El secreto de las lágrimas de los oprimidos: ¿Por qué son arrebatadas del mundo las almas puras?

Clase n.º 202 | Lunes, Parashat Ki Tetzé, 4 de Elul 5759 - Consuelo de dolientes en Bnei Brak
Un artículo profundo y consolador basado en los secretos del sagrado Zóhar, que explica el significado de la partida de niños y jóvenes puros que no probaron el sabor del pecado. A través de la comprensión del poder de las lágrimas de los padres y el estudio de la Torá de las almas en la 'Metivtá Ilaá' (Yeshivá Celestial), se revela cómo estas almas endulzan los juicios más severos sobre el pueblo de Israel.
El Rey Salomón dice en el libro de Eclesiastés: "Y he aquí las lágrimas de los oprimidos, y no tienen quien los consuele".
Sobre el fallecimiento de un niño puro e inocente que nos es arrebatado en la flor de la vida, realmente no hay ningún consuelo natural. ¿Cómo se puede consolar por una flor así que fue arrancada? ¿Quién puede consolar por el fallecimiento de un joven, un bebé cuya leche materna aún no se ha borrado de su boca? Sobre una pérdida así, dice el Rey Salomón: "no tienen quien los consuele".
El sagrado Zóhar hace una pregunta penetrante: Ciertamente hay en el mundo personas que han pecado, pero aquí se trata de bebés santos y puros. E incluso si dijéramos que existe el pecado de los padres, el niño puro e inocente se presenta en el Cielo y pregunta: "Amo del Universo, yo fui un niño puro, ni siquiera en un cabello pequé jamás. ¿Por qué deuda estoy sufriendo? ¿Acaso debo pagar las deudas de mis padres?".
Por lo tanto, todas esas almas puras son llamadas "oprimidos", porque tienen un reclamo justo. Ningún pecado en el mundo puede justificar los sufrimientos de la muerte de un niño que nunca pecó. Sobre un fallecimiento así no hay ninguna explicación natural o racional. Podríamos vivir mil millones de años y no podríamos explicar qué sucedió aquí; solo los tzadikim que comprenden el secreto de las almas en su raíz pueden alcanzar a entenderlo.
Un océano hirviente de lágrimas
Dice el sagrado Zóhar que ninguna lágrima en el mundo se compara con las lágrimas que salen de lo profundo del corazón de un padre y una madre a quienes les han arrebatado a su hijo. Son lágrimas irremplazables, lágrimas de un dolor profundo sin igual, cuando los padres lloran en secreto por las noches y no pueden calmarse.
Sin embargo, aquí el sagrado Zóhar nos revela un secreto temible. Cuando hay decretos severos sobre el pueblo de Israel, decretos de aniquilación, Dios no lo permita, en lo material y en lo espiritual, Hashem busca una manera de endulzar los juicios.

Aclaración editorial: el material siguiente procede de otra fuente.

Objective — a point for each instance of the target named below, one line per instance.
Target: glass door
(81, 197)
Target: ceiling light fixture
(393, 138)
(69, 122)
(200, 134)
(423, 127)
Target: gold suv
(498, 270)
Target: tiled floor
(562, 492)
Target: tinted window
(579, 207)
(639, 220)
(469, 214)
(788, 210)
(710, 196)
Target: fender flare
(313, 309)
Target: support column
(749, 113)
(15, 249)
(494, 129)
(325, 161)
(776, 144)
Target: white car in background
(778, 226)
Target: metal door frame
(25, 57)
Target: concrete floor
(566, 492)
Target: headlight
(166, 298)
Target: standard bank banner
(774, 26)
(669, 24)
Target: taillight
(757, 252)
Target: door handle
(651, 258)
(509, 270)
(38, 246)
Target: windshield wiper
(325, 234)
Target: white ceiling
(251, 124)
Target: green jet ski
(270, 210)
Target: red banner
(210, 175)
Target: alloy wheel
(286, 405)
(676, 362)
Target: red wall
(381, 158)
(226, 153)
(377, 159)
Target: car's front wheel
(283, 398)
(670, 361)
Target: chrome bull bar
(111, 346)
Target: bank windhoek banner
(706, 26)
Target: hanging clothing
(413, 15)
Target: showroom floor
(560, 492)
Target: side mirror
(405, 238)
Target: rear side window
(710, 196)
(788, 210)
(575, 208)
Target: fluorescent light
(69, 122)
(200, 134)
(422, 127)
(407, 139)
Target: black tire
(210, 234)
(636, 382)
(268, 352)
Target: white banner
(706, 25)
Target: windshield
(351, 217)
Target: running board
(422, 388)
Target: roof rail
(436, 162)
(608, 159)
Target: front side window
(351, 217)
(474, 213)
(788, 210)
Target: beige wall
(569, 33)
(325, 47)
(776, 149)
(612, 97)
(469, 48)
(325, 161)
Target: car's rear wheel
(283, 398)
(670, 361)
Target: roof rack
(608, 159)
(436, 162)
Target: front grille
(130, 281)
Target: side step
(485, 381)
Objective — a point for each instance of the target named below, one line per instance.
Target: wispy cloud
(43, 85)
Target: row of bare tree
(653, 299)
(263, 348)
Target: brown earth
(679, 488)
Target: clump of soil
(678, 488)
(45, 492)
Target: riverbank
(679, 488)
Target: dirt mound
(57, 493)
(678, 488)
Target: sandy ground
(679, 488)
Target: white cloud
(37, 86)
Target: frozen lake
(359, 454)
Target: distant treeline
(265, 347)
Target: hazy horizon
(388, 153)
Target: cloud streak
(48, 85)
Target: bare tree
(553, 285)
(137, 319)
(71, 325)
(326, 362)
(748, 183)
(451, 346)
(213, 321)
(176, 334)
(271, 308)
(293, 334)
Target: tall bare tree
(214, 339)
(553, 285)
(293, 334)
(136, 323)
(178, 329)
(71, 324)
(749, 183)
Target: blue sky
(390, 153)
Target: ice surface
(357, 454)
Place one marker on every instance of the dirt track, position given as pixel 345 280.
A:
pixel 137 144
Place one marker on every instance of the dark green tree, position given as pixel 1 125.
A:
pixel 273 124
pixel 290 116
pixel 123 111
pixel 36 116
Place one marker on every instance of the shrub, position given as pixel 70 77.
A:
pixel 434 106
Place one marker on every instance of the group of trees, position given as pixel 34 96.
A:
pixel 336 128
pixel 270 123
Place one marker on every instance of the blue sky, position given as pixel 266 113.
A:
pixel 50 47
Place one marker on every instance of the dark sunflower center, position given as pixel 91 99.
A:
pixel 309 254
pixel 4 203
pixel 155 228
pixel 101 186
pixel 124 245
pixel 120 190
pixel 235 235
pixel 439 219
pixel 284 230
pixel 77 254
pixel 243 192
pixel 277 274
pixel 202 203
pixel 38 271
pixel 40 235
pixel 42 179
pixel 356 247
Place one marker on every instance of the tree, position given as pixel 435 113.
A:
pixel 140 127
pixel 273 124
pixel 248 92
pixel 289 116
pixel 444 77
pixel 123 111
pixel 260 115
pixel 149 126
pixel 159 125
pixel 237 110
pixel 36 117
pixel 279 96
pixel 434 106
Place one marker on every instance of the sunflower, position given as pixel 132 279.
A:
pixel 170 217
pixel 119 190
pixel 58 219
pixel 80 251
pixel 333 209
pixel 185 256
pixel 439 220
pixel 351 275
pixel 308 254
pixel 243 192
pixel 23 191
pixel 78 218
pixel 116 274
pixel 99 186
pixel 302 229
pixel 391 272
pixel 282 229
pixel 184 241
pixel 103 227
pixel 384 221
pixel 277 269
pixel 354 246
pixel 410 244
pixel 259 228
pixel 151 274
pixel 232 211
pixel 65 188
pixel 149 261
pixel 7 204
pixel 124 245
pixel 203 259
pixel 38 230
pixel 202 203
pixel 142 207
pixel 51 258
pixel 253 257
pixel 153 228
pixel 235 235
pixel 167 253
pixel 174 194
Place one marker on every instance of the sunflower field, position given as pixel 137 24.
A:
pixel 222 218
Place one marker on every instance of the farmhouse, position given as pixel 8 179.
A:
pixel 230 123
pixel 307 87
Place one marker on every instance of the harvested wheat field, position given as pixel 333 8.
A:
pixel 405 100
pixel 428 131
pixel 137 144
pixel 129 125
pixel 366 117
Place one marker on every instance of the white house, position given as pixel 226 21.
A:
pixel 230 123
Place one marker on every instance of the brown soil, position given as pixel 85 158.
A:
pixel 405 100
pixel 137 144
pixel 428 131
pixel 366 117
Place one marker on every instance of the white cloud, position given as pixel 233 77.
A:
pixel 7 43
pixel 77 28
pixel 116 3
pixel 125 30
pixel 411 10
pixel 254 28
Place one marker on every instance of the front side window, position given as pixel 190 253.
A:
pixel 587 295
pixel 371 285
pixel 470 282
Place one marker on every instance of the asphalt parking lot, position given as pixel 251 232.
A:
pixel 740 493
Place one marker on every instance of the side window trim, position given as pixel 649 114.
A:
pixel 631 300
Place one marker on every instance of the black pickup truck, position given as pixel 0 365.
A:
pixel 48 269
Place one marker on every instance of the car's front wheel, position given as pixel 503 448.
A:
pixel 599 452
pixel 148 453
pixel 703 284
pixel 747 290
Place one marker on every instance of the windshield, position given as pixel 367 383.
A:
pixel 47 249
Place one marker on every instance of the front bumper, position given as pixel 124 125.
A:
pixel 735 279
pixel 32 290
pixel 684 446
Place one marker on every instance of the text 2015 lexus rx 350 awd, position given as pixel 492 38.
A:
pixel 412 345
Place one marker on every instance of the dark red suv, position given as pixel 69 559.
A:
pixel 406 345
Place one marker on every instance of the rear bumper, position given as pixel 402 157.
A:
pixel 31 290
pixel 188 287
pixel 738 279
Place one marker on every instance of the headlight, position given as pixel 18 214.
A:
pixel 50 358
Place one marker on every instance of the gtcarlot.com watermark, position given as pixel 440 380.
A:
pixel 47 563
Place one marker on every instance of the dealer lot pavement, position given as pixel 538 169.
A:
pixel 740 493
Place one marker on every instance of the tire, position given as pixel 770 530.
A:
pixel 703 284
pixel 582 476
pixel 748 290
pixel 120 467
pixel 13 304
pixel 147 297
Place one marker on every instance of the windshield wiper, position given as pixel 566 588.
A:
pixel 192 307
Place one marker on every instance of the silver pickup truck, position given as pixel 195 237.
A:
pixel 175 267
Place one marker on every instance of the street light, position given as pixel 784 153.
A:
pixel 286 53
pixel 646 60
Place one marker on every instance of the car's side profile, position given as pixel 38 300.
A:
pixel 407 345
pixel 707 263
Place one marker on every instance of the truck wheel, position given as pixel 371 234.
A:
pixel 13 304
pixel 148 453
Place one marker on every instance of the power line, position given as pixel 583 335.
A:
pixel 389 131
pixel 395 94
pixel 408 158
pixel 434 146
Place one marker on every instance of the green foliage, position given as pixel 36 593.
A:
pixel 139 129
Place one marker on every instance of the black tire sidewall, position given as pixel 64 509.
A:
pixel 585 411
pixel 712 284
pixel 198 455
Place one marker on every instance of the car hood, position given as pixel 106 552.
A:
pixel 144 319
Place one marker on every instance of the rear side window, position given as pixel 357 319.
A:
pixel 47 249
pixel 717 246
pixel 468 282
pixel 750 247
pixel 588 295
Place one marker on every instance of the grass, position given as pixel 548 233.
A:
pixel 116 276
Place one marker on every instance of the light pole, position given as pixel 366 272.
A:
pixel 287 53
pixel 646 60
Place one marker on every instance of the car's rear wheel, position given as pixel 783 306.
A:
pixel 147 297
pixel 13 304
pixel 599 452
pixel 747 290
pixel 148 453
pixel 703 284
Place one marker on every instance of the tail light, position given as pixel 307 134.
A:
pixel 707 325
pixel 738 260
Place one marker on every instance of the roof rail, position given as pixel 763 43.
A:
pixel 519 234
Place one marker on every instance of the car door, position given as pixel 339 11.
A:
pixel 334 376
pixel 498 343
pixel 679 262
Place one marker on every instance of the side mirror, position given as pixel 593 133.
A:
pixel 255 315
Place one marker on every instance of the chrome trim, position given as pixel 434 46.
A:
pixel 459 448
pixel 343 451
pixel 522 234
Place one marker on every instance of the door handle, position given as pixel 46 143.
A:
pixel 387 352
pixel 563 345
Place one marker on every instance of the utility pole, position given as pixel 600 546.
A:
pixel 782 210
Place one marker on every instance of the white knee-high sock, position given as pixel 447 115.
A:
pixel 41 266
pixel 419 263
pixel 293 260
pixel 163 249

Él espera un "océano hirviente de lágrimas", lágrimas de fuego que puedan anular los decretos sobre el pueblo de Israel.
Para ello, son elegidas las almas más íntegras, un padre y una madre puros, de quienes Hashem sabe que saldrán lágrimas hirvientes de un corazón puro. Estos niños son los verdaderos emisarios públicos (shlijei tzibur) del pueblo de Israel. Ellos son los que endulzan todos los juicios sobre nosotros y sobre el mundo entero.
La Javrutá (compañero de estudio) del Rey de Reyes
Estas almas puras no entran simplemente al Jardín del Edén; se adhieren a Hashem literalmente y entran directo a la "Metivtá Ilaá", la Yeshivá de Hashem en Su propia gloria y esencia.
A un joven que anhelaba tanto estudiar Guemará, que deseaba la Torá con santidad y pureza, Hashem le dice: "¿Tanto anhelas la Torá? Ven y estudia Conmigo, Yo seré tu Javrutá". Hashem busca almas puras e inocentes, mentes limpias que nunca se han manchado, para estudiar Torá con ellos.
En el mes de Elul, cuando se abren las Yeshivot abajo, también se abren las Yeshivot de Arriba. Hashem abre el tiempo de Elul en la Yeshivá de Arriba y busca "caras nuevas", almas puras que se entusiasmen en Su clase.
A través de su estudio de la Torá Arriba, se cumple el versículo de los Salmos:
"De la boca de los niños y de los lactantes fundaste la fortaleza... para hacer cesar al enemigo y al vengativo".
El aliento de la boca de estos bebés, y las innovaciones (jidushim) que escuchan de la boca de la Guevurá (el Todopoderoso), son los que anulan todos los decretos sobre el pueblo de Israel. Gracias a ellos el pueblo de Israel se mantiene en pie, y gracias a su Torá se endulzan todos los juicios.